We will verify that the properties are correlated, and detect a compound that is not described well by the authors QSAR model.
CheS-Mapper Wizard Settings
The wizard, for configuring the Chemical-Space Mapping, opens up when the software starts (Run CheS-Mapper). A copy of the dataset is available here: http://opentox.informatik.uni-freiburg.de/ches-mapper/data/caco2.sdf. To directly load the dataset into the application (without downloading the file first), press 'Open file' in the first wizard step and copy the dataset link into the text-field. The dataset properties indicate that 100 compounds have been loaded successfully, including 7 properties and 3D structural data. Hence, skip 3D structure generation in the second wizard step (by selecting 'No 3D Structure Generation'). In the third wizard step, double click on the feature node with the label 'Included in Dataset', and select the above mentioned four properties (HCPSA, fROTB, logD, and rgyr). This is done by simply selecting the feature and clicking the 'Add feature' button: the feature will be listed in the 'Selected Features' list on the top right. Take care to not select the actual endpoint caco2. We will use default settings for steps wizard step four, five and six, so you can press the 'Start mapping' button right-away. This will apply no clustering, default embedding (Principal Component Analysis), and no cluster alignment (as the compounds are too structural diverse).

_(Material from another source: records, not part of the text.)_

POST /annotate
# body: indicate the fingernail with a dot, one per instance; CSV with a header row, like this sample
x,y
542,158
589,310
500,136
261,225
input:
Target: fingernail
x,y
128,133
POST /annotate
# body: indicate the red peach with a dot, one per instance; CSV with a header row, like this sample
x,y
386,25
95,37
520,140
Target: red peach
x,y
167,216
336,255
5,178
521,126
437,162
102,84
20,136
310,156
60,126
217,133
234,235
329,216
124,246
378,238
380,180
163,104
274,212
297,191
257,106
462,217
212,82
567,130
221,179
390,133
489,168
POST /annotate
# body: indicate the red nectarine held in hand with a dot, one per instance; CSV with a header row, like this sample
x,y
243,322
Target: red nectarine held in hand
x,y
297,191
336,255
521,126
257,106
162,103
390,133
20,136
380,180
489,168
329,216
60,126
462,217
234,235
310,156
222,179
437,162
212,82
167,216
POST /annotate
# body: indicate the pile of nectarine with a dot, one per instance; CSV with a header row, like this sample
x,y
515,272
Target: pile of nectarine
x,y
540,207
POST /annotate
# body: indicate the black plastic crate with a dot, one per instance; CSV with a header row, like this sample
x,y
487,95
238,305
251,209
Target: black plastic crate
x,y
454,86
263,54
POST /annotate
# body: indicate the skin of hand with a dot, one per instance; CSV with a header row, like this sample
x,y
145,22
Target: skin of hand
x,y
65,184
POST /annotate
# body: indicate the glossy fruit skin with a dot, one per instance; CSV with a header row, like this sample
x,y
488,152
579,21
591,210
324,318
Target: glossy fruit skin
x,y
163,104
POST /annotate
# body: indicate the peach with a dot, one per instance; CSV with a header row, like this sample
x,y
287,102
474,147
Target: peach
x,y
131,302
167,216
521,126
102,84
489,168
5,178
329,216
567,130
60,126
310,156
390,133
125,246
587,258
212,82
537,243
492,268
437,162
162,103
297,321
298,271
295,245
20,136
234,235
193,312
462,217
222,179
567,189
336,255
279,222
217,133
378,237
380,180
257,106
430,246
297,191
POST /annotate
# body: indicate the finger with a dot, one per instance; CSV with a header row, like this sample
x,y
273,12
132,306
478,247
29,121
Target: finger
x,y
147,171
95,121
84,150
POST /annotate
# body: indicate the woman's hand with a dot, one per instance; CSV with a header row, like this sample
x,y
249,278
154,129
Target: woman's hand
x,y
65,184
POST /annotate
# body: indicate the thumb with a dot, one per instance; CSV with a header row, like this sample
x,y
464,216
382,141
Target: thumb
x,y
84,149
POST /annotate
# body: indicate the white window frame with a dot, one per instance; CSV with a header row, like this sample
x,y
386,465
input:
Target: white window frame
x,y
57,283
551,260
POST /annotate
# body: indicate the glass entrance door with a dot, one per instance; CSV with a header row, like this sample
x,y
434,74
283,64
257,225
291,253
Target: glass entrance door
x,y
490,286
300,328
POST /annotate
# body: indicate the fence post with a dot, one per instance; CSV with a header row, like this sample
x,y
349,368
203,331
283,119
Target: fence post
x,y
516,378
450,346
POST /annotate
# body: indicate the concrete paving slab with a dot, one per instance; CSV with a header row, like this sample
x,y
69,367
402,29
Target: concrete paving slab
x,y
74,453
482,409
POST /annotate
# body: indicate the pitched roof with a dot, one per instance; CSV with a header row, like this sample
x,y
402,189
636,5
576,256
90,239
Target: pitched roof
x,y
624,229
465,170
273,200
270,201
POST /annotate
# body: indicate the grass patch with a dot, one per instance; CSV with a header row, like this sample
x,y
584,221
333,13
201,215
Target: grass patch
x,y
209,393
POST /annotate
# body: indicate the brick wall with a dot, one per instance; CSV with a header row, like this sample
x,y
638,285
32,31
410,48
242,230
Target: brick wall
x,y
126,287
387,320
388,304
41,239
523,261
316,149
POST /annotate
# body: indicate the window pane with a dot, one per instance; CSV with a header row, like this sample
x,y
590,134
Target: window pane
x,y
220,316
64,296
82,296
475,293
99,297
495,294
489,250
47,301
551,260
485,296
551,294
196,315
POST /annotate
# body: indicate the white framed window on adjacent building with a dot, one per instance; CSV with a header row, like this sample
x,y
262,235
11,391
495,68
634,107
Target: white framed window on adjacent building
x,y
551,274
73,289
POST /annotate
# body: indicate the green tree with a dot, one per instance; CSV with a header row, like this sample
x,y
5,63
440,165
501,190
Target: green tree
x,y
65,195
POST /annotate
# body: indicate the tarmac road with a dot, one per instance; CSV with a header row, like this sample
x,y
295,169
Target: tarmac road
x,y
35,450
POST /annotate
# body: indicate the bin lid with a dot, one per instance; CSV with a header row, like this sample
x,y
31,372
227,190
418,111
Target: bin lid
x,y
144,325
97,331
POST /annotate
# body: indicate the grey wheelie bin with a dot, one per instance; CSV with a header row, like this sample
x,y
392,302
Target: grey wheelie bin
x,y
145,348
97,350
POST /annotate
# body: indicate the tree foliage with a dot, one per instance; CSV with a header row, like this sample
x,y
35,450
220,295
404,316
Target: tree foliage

When the mapping process has finished, the CheS-Mapper Viewer shows up.
3D viewer organization
The dataset is mapped into 3D space and located in the center. At the top left, a compound list is available to select compounds. At the top right, the dataset properties are shown, including the embedding quality. The embedding quality is excellent, as the PCA had to reduce the number of dimensions only by 1 (from 4 molecular descriptors to 3 dimensions). Furthermore, the mean feature values for the whole dataset are listed (+- standard deviation).
We highlight the features that have been used for embedding and clustering by selecting the feature in the bottom left drop-down menu (or clicking on the feature in the list on the righthand side). The figure below shows the dataset with logD selected. As logD was selected in the third wizard step, it was employed for the dimensional reduction into 3D space, and compounds with similar values are close to each other. The same holds for the other 3 features. Take note that the compound list is sorted according to the feature value.
Highlighting the endpoint (Inspecting the activity landscape)
For highlighting the endpoint (see screenshot below), we changed the depiction of compounds to Dots. Keep in mind that the endpoint was not used as input for the embedding algorithm. Selecting the endpoint shows the activity landscape for this dataset. Overall, compounds that are close to each other tend to have a similar caco2 value. We can conclude, that the endpoint is indeed correlated to the feature values.
However, the landscape is not entirely smooth. In the screenshot, we have selected the compound pirenzepine that attracts our attention because it is colored in blue (due to a relatively low endpoint value of -6.35, see histogram at the bottom right), compared to its neighbors.
Inspect neighbors of a compound
By selecting the compound pirenzepine and pressing ALT + d, we can detect it's neighbors, the compounds that are most similar to this compound based on the feature values. The compound list is now sorted according to the distance to pirenzepine and allows us to select the nearest neighbors (select top compound in the list, hold down shift and click on the 10th compound).
By clicking the small filter button (next to the compound list), all unselected compounds are filtered out. This allows a easier comparison of a small group of compounds. In the screenshot below, we have highlighted the endpoint again, switched the depiction to Balls&Sticks, and enabled sphere highlighting.
Automatically detect activity cliffs
Pirenzepine is part of an activity cliff in the activity landscape. For large datasets, where no perfect 3D Embedding is feasible, it is harder to visually detect activity cliffs. CheS-Mapper can compute cliffs automatically. Select Activity Cliffs... in the Edit-Menu, select caco2 as endpoint and press ok. It is no surprise that the already discovered compound has the highest Activity Cliff value.